Condamner M. [S] [V] à payer à la société Onet Technologies TI la somme de 1 800 euros au titre de l’article 700 du Code de procédure civile ;
Condamner le même aux entiers dépens ;
Subsidiairement, en cas de confirmation de la liquidation d’astreinte, Réduire significativement le taux et la durée de l’astreinte dont la liquidation est ordonnée par la décision à intervenir ;
Prononcer la compensation entre les condamnations résultant de la décision à intervenir et la condamnation de M. [V] résultant de l’ordonnance de la présidente de la cour d’appel d’Orléans du 21 août 2024 ;
À titre infiniment subsidiaire, pour le cas où la remise de fiches serait ordonnée, Ordonner la remise à M. [V], par la société Onet Technologies TI, de la fiche d’exposition aux travaux pénibles et de la fiche d’exposition à l’amiante modifiée conformément à l’exposition réelle du salarié en précisant les informations qui ne seraient pas mentionnées sur les fiches d’ores et déjà remises et devant figurer sur ces fiches ;
Dire n’y avoir lieu à astreinte ;
Y ajoutant, Condamner M. [S] [V] à payer à la société Onet Technologies TI la somme de 1 800 euros au titre de l’article 700 du Code de procédure civile.
Condamner le même aux entiers dépens d’appel.
Vu les dernières conclusions remises au greffe le 2 avril 2025 auxquelles il est renvoyé pour plus ample exposé des moyens et prétentions conformément à l’article 455 du Code de procédure civile et aux termes desquelles M. [S] [V] demande à la cour de :
Dire et juger la société Onet Technologies TI recevable mais mal fondée en son appel, l’en débouter.

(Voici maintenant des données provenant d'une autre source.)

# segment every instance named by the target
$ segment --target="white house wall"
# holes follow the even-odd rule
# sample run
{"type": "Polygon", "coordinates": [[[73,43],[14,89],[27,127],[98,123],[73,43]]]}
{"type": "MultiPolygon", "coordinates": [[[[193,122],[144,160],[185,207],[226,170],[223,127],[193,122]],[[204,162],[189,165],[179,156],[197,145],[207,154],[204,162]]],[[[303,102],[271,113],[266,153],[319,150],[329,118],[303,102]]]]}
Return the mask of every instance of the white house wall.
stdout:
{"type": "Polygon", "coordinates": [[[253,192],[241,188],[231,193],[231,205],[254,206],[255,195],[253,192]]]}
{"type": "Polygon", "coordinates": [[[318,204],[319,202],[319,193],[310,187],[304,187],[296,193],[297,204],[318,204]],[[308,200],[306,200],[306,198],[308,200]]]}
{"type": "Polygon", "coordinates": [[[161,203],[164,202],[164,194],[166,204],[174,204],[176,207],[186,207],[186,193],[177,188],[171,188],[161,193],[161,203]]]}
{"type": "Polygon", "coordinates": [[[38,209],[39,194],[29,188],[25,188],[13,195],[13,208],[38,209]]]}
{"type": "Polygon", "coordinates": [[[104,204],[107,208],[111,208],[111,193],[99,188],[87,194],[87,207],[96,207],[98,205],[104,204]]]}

Confirmer le jugement rendu par le conseil de prud’hommes de Tours le 30 avril 2024 en ce qu’il a :
Jugé M. [S] [V] recevable et bien fondé en toutes ses demandes,
Vu la non-conformité de la fiche d’exposition aux travaux pénibles et de la fiche d’exposition à l’amiante modifiée conformément à l’exposition réelle du salarié remises par la société Onet Technologies à M. [S] [V],
Ordonné la liquidation de l’astreinte mentionnée dans le jugement rendu par le conseil de prud’hommes de Tours le 16 juin 2022,
Condamné la société Onet Technologies à payer à M. [S] [V] la somme de 87 800 euros au titre de la liquidation de l’astreinte mentionnée dans le jugement rendu par le conseil de prud’hommes de Tours le 16 juin 2022,
Ordonné à la société Onet Technologies de remettre à M. [S] [V] la fiche de prévention des expositions aux travaux pénibles et la fiche d’exposition à l’amiante modifiée conformément à l’exposition réelle du salarié sous astreinte de 100 euros par document et par jour de retard à compter du 30ème jour suivant la mise à disposition du jugement,
Condamné la société Onet Technologies à payer à M. [S] [V] la somme de 1 500 euros par application des dispositions de l’article 700 du Code de procédure civile,
Condamné la société Onet Technologies aux entiers dépens de l’instance,
Débouté la société Onet Technologies de l’ensemble de ses demandes, fins et conclusions.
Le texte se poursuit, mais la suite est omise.